Цицерон осторожно намекнул на неудачные опыты братьев Гракхов и напомнил о печальном конце обоих трибунов...
– У Гракхов не было ни друзей, ни войска, ни денег, – перебил Мамурра, – а Цезарь, благодарение богам, владеет и тем, и другим, а третье найдется.
Красс с настороженным изумлением взглянул на говорящего. Мамурра начинает звенеть кошельком... дельцы Италии против ростовщиков Рима? Красс отвернулся. Он не собирался вторично рисковать капиталом. Теперь очередь за Мамуррой.
После долгих дебатов консулами избрали Пупия Пизона и Люция Афрания, людей бесцветных, но преданных Помпею.

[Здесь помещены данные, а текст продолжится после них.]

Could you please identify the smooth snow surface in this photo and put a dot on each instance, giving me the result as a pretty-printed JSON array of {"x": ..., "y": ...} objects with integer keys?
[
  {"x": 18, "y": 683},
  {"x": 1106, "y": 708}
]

Великий вздохнул свободно. Популяры оставались без вождя. Их надежда Гай Юлий Цезарь окончил срок своей претуры и собирался в далекую Испанию.

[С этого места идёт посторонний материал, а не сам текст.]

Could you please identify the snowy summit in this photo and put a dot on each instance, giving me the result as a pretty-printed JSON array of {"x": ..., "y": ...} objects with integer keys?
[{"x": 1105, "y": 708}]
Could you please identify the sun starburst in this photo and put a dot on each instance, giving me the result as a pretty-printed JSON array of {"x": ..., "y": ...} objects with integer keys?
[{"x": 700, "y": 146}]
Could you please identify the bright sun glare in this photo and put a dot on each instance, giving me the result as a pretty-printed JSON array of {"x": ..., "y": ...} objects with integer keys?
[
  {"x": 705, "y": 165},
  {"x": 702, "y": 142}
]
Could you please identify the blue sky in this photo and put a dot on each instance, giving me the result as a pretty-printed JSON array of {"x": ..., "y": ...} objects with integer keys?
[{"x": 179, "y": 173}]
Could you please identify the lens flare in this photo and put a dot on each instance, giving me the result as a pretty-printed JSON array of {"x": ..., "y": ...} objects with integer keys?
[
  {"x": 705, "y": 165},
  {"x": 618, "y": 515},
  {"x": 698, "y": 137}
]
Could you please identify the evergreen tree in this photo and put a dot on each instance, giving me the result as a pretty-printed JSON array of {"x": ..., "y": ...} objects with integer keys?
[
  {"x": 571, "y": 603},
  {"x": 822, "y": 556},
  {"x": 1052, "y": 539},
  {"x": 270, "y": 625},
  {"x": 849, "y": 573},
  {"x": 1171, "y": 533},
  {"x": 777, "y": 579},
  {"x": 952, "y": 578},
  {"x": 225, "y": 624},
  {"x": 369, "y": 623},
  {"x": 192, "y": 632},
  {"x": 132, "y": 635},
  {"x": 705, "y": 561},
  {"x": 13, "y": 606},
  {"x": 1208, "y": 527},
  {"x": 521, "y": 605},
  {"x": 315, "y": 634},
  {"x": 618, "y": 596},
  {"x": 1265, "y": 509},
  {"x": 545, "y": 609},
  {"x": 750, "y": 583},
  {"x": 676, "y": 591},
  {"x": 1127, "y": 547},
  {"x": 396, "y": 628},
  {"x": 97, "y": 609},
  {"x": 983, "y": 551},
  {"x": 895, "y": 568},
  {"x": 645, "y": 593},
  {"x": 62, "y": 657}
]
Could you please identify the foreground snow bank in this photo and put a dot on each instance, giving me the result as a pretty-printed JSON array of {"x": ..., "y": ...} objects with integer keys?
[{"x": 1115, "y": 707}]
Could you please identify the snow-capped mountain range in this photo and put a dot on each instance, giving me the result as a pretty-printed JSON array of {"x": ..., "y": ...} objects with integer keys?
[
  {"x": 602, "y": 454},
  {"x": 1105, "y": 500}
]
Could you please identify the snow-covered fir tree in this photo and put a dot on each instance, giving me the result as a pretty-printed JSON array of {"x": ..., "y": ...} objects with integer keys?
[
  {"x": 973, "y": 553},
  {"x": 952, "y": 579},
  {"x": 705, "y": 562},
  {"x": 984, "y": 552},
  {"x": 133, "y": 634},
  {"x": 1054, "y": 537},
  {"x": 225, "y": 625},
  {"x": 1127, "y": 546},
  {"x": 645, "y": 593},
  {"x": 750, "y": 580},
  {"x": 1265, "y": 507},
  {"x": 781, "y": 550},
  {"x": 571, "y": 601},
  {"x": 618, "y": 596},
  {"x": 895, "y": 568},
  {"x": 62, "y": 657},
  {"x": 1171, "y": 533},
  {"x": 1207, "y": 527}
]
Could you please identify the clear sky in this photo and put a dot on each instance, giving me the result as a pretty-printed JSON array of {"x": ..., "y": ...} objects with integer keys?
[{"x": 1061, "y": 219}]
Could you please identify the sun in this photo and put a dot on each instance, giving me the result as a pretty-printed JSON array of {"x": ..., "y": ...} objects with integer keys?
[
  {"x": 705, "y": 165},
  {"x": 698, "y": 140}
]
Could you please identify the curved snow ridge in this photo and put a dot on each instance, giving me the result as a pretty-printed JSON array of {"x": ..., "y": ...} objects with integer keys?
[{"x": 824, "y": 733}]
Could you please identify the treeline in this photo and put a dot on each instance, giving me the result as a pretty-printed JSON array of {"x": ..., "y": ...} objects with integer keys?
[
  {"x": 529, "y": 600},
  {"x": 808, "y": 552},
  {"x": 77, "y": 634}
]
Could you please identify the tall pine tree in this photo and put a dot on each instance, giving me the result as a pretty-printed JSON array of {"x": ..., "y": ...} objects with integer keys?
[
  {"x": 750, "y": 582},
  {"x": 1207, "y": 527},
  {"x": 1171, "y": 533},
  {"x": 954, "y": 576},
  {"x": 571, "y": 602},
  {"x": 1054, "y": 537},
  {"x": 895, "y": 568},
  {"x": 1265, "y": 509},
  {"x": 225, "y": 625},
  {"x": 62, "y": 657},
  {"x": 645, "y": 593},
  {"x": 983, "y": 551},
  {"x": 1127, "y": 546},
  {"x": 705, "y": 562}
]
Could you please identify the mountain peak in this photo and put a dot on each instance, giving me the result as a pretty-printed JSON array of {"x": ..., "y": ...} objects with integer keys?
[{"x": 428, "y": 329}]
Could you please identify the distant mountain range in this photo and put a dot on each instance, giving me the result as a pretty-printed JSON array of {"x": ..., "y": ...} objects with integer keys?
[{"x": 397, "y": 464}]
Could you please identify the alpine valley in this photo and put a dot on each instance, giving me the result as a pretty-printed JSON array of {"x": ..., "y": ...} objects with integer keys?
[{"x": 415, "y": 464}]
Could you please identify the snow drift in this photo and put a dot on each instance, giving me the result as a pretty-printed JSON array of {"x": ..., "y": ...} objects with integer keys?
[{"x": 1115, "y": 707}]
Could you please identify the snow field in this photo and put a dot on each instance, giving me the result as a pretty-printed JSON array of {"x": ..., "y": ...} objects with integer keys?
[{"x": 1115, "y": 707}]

Там его ждали походы, полные трудов и опасностей.
– За год народ римский забудет Цезаря, и вечно изменчивый плебс устремит свои надежды к твоим ногам, Великий, – утешали льстецы Помпея.
Тучный полководец снисходительно улыбался. Один Красс понял, что Цезарь достиг большего, чем казалось с первого взгляда. Скоро в руках вождя плебеев окажется власть над вооруженными легионами.
IVМамурра вздыхал, но платил. Несмотря на все успехи его партии, смерть Брута сильней всех огорчила Мамурру. Сервилия овдовела, и это накладывало на него известные обязательства. Быть любовником первой красавицы Рима, даже делить ее благосклонность со многими – это отнюдь не смешная роль, это лестно. Но жениться на Сервилии и стать многотерпеливым супругом – это уж совсем другое.
Брак страшил Мамурру. И когда Сервилия в порыве откровенности призналась, что любит Децима и хочет принадлежать ему одному, Мамурра осыпал счастливого соперника подарками и с достоинством отступил. Он еще не потерял головы, чтобы отдать свое доброе имя на поругание женщине, доступной, как мостовая форума, всему Риму.
Децим не упустил случая передать Сервилии отзыв ее бывшего возлюбленного. Гордая красавица промолчала. Она знала: Децим ее не любит, и боялась потерять его. Сын младшего брата ее мужа, сирота без связей и знакомств, Децим Брут был беден, к тому же необразован и дурно воспитан. И все же его каракульки с грубыми орфографическими ошибками Сервилии перечитывала с большим упоением, чем сложенные в ее честь огненные стихи Катулла и изысканные, полные остроумия письма Цезаря. Даже то, что Децим не прочел в жизни ни одной книги, казалось влюбленной матроне доказательством суровой мужественности.
Он на двенадцать лет был моложе Сервилии и красив сумеречной волчьей красой.
Узнав, что она ради него порвала с Мамуррой, Децим отвесил своей милой пощечину. Вся дрожа от оскорбления, боли и гнева, Сервилия крикнула:
– Я не привыкла!
– Привыкнешь, – спокойно отрезал Децим. – Какой надо быть дурой, чтоб самой выбросить из дому этот бездонный кошелек!
От обиды Сервилия едва не вскрыла себе вены... Через несколько дней, придравшись к пустяку, Децим снова отколотил ее, и Сервилия не возмутилась. Почуяв власть над стареющей красавицей, Децим то и дело заводил речь о своей женитьбе.